The usability study was divided into two parts: (1) participants followed a protocol with instructions for assembling and using the system in a non-clinical context (Figure 1
, left panel) and (2) participants used the system in an immersive simulation environment with a clinical case scenario (Figure 1
, right panel). Participants received information on how to assemble/use the system through a 4-page user manual. To monitor participants’ interaction with the system, both parts were video-recorded and questionnaires on key aspects of usability were filled out.
Usability testing. Left panel – assembly of the system (part I); right panel – use of the system in an immersive clinical simulation environment (part II).
A convenience sample (two MDs and six RNs) from an intensive care unit of a tertiary Portuguese hospital participated in the test.
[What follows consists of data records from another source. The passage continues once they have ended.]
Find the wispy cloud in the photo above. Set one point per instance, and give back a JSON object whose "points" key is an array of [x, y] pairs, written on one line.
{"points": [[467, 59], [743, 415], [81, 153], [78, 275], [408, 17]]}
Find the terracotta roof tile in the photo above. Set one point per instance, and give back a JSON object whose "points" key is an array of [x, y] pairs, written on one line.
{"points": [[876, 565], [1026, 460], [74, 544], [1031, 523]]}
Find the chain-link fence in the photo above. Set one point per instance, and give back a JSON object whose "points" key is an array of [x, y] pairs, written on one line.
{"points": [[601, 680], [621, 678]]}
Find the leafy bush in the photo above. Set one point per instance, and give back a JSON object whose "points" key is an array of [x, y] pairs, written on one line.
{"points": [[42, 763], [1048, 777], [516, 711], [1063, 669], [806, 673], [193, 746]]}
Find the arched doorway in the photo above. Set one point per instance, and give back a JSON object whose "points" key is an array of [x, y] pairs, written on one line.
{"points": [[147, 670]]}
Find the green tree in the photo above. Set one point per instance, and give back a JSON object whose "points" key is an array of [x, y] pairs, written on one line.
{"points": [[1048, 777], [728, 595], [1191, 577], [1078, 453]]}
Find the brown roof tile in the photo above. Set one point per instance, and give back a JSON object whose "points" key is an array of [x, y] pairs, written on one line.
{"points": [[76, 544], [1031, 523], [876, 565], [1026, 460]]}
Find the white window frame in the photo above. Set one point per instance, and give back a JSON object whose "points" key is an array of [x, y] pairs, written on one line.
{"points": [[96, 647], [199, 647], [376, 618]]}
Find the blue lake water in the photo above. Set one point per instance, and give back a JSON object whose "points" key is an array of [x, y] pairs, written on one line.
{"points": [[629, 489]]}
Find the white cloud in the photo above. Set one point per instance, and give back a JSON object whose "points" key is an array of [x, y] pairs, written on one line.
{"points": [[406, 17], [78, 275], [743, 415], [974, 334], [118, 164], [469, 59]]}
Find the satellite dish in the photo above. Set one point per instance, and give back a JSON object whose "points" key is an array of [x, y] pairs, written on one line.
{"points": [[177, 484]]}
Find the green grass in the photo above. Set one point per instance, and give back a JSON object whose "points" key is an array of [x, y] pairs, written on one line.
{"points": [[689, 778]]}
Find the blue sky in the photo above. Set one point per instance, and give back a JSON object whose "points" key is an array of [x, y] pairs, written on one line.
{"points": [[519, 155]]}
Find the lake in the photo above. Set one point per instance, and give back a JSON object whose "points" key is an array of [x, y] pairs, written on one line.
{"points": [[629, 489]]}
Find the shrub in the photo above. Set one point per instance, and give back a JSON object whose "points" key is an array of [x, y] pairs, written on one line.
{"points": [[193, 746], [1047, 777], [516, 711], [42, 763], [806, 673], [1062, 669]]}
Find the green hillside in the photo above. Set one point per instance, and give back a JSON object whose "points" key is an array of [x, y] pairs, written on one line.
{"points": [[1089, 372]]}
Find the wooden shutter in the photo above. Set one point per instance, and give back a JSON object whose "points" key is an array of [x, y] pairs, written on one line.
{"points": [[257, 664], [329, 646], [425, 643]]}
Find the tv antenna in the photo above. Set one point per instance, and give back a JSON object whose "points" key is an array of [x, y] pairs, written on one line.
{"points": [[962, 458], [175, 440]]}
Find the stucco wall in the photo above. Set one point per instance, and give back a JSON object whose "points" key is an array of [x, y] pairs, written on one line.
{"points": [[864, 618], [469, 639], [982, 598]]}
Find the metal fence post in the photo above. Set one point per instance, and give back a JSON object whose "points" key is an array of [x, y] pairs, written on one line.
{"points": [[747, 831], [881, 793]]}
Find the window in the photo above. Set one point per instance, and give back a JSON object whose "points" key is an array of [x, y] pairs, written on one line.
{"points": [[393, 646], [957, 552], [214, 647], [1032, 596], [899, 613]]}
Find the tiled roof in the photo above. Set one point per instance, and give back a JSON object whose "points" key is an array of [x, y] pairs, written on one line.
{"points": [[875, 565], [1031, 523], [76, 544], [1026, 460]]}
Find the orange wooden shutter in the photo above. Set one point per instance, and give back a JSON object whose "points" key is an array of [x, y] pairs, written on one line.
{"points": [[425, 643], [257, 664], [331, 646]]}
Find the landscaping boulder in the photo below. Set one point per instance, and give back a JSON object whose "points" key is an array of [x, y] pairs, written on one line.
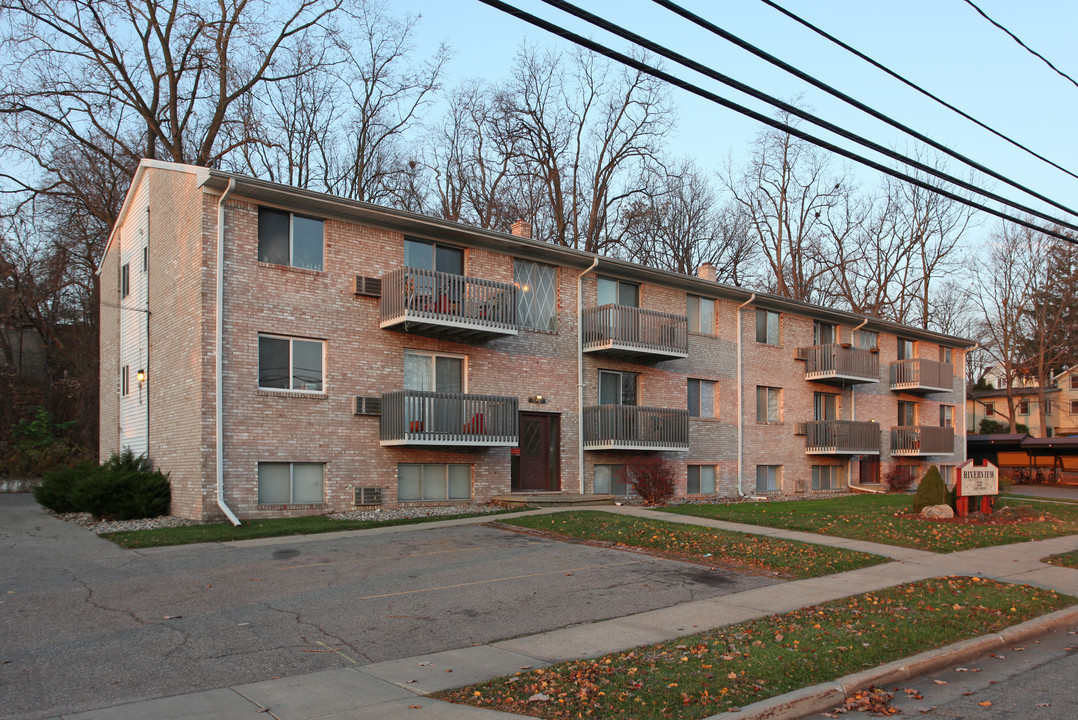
{"points": [[937, 512]]}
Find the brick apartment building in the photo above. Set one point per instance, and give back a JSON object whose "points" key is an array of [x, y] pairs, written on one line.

Usability testing showed that the system was easy and timely assembled, with low complexity of use (e.g. not requiring external help). The clinical scenario tested the transition between spontaneous and mechanical ventilation, and ventilatory parameters’ control, using PNEUMA. All participants reported that the controllable parameters (I:E, RR, Vol, PIP, Plat, and PEEP) were relevant and easy to change. Participants suggested the inclusion of patient parameters such as the tidal volume and lung compliance. Participants also suggested improvements, such as the inclusion of pressure alarms and a more user-friendly interface. All participants reported that they would be willing to use the device for emergency use.
Implications for practice:
The reported study resulted in recommendations and ameliorations of the device, before its use in real settings, in the context of the COVID-19 pandemic. The use of simulation environments for device/systems’ testing provides a timely and standardized approach, enabling a safer clinical practice.